Mühlfeld, nichts weniger als eingeschüchtert, stellte nun im Abgeordnetenhause den Antrag auf Abänderung der Gesetzesstellen, welche die Bevorrechtung des Militärstandes betreffen. Er griff dies Vorrecht, nicht wie jeder andere Staatsbürger vor dem Civilgericht erscheinen zu müssen, heftig an und schloß mit den Worten: „Die Zukunft wird es lehren, ob man in Oesterreich nur Soldat oder Geistlicher sein müsse, um irgend etwas zu gelten, oder ob jeder biedere und rechtschaffene Mann in seinem Verhältniß als Staatsbürger gleiche Berücksichtigung finden werde.“

Mühlfeld’s Augenlicht ist seit 1850 so geschwächt, daß er nur im Stande ist, sehr große Büchertitel, und selbst diese blos mit Mühe, zu lesen.
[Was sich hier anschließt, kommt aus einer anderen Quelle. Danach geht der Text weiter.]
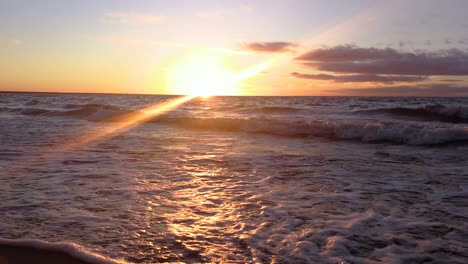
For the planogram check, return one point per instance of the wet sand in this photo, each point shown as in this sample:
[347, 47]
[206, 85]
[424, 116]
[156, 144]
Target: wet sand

Er muß sich also für alle seine Arbeiten die betreffenden Actenstücke vorlesen lassen. Dabei unterstützt ihn sein kolossales Gedächtniß in der Weise, daß er nicht nur die Facten, sondern auch alle Namen und Zahlen in der größten Ausdehnung zu behalten vermag. Keine seiner prachtvollen, hinreißenden Reden, wahre Kunstwerke in der Form, mit gewaltigem Periodenbau und rhythmisch in der Construction, ist je von ihm schriftlich entworfen oder auch nur skizzirt worden. Seine Macht liegt in seiner logischen Schärfe; er ist Dialektiker par excellence. Sein Gedächtniß ist so ungeheuer, daß er, wenn er in stundenlanger Rede seinem Gegner sofort antwortet, dies mit außerordentlicher Schlagfertigkeit thut und keinen einzigen Punkt unberücksichtigt läßt, sondern jeden derselben in gleicher Reihenfolge bespricht und widerlegt, wie sie der Vorredner anwendete.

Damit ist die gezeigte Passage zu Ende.